Japan is a mysterious country, filled with history and cultural niches there’s no question as to why it’s become a muse for many musicians and artists over the years. To really explore the sonic landscape of Japan we’ve put together this ultimate Japan playlist. Featuring Japanese and foreign artists and songs from both the past and present day it’s a musical journey as eclectic and fascinating as the country itself.
While a little cliché, ‘Alone in Kyoto’, the stunning ambient gem from French duo Air is a must add to any Japan themed playlist. This single was one of the standout tracks from the 2003 cult film Lost in Translation. Though this track is instrumental, it definite says a lot without lyrics.
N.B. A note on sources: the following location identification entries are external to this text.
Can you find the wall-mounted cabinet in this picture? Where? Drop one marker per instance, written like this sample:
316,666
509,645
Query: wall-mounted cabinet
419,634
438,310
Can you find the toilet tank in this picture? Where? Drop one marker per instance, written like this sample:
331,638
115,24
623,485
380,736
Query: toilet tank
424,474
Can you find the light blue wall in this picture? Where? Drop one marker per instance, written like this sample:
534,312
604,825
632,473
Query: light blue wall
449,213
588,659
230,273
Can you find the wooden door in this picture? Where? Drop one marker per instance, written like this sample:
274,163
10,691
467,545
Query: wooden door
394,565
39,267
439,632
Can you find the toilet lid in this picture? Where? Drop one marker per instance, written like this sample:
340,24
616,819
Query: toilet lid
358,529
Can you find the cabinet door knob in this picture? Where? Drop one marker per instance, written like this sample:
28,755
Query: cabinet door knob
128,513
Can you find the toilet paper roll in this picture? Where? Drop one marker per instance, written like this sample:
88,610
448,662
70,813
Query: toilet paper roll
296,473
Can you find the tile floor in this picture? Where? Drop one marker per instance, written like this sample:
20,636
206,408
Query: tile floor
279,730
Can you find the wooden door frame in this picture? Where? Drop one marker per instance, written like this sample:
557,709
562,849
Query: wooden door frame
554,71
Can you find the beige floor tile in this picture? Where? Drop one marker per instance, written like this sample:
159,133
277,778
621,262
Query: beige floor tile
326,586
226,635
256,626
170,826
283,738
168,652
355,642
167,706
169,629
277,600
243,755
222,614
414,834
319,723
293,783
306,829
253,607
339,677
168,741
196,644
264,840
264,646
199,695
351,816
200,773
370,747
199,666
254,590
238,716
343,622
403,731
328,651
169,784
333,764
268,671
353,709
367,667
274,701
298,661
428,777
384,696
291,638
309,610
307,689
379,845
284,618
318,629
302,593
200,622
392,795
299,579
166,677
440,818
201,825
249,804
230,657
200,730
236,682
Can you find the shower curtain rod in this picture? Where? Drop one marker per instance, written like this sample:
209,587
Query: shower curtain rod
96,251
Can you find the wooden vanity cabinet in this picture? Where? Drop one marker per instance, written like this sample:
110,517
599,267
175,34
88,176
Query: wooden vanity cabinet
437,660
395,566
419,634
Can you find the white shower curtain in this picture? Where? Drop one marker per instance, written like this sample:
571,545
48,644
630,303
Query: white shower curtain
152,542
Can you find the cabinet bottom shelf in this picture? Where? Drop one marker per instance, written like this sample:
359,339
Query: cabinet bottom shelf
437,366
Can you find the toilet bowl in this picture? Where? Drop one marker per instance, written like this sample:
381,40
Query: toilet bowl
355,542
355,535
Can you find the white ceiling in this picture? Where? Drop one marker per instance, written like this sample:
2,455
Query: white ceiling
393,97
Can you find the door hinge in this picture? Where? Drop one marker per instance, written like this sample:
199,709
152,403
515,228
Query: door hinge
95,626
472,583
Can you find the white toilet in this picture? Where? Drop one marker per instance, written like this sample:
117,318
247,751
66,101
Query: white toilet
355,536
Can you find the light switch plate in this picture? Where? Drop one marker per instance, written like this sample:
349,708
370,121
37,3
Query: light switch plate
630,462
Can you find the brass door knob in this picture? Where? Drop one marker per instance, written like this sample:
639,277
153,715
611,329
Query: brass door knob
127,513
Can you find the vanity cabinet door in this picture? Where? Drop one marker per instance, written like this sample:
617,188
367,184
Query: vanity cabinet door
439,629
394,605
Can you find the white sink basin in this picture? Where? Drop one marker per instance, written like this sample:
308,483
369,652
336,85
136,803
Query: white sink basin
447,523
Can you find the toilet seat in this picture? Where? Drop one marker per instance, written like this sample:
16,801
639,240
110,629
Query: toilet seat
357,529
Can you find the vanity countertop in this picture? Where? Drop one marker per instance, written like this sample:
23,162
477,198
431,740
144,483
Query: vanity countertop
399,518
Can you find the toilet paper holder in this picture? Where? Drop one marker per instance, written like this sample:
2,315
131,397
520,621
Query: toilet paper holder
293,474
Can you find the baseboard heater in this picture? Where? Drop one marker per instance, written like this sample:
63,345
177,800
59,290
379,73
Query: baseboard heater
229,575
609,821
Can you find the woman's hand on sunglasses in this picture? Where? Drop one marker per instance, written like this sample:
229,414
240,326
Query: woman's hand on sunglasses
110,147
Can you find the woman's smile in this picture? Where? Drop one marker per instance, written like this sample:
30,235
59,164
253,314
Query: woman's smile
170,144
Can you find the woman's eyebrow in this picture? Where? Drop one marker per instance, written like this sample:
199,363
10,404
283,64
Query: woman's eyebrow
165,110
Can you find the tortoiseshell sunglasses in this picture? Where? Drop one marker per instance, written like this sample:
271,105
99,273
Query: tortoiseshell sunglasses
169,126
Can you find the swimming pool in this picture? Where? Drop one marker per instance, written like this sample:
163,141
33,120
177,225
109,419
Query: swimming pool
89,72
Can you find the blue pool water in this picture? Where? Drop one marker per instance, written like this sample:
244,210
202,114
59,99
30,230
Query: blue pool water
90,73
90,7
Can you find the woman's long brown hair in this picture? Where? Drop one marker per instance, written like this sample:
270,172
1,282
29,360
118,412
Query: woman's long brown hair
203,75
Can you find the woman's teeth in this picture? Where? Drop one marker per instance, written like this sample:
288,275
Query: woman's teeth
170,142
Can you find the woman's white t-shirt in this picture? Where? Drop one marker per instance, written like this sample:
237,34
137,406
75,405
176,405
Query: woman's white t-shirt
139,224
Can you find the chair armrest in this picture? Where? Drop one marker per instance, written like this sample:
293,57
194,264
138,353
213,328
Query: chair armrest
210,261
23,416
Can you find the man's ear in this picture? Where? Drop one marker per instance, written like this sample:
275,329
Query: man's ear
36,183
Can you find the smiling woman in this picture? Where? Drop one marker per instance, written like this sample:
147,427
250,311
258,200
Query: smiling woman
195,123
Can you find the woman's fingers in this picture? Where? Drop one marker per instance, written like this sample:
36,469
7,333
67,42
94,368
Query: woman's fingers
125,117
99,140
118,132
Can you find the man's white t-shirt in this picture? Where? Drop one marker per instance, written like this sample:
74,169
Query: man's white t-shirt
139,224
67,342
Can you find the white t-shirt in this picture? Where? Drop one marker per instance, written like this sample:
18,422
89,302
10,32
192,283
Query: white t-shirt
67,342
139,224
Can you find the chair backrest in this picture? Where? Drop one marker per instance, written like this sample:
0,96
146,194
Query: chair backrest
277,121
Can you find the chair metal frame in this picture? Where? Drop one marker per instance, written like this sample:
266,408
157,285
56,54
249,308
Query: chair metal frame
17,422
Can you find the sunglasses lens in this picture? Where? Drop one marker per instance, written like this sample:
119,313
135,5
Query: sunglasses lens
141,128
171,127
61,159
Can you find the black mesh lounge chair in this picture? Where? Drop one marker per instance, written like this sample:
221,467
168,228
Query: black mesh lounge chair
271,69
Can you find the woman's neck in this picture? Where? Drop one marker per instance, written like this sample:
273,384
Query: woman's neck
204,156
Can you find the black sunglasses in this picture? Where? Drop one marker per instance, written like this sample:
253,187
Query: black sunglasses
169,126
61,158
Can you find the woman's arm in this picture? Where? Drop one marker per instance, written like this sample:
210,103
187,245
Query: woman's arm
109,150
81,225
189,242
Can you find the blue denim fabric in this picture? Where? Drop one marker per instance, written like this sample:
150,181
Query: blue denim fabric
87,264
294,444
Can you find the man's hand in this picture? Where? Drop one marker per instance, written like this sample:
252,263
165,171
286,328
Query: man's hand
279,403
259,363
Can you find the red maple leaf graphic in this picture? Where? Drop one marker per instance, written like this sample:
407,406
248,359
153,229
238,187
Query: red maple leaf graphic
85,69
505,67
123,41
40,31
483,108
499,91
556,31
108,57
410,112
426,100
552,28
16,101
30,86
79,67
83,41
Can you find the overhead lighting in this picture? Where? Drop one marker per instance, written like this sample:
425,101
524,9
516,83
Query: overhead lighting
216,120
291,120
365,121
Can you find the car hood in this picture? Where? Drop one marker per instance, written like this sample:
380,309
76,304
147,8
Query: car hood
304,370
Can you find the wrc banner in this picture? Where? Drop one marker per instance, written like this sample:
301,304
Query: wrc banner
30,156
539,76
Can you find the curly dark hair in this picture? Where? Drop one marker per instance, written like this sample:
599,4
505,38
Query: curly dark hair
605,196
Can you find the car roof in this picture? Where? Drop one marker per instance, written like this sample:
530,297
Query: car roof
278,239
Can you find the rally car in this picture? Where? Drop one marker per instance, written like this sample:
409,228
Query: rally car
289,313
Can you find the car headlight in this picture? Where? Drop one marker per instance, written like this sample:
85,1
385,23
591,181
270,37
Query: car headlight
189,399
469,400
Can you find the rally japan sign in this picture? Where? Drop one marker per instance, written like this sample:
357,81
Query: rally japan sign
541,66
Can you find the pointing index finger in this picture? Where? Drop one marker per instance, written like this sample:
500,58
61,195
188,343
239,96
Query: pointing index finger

Ambient and lonely while maintaining a feeling of comfort it perfectly encapsulates the feeling of travelling through Japan’s countryside where stunning beauty and unfamiliarity collide.
On the more abrasive end of the spectrum ‘Linda Linda’ by Japanese rock band The Blue Hearts is pretty much the country’s alternative national anthem. A staple on every booze soaked karaoke playlist and one of the most covered Japanese songs of all time, it is almost impossible not to sing along to this hooky earworm .
More of an obscure track on the list but it’s worth your attention. ‘One Summer’ is taken from Australian based producer Ghosting’s (aka Andrei Eremin) ambitious debut instrumental mixtape Reimagining Miyazaki which was released earlier this year. On this release Eremin reworked a number of iconic tracks from the soundtracks of Hayao Miyazaki’s films. ‘One Summer’ is the glittery remake of the Spirited Away gem.
As the story goes, Weezer front man Rivers Cuomo wrote this track after receiving a letter from a young Japanese fan. In the song Cuomo addresses the fan and her letter, in which she asked questions about his everyday life. Upon receiving the letter Cuomo fell into some sort of unknowing love with the fan. It’s a bit of a weird story but in another way it’s also incredibly sweet. The album Pinkerton from which this song was taken is actually loosely based on the Puccini opera Madame Butterfly.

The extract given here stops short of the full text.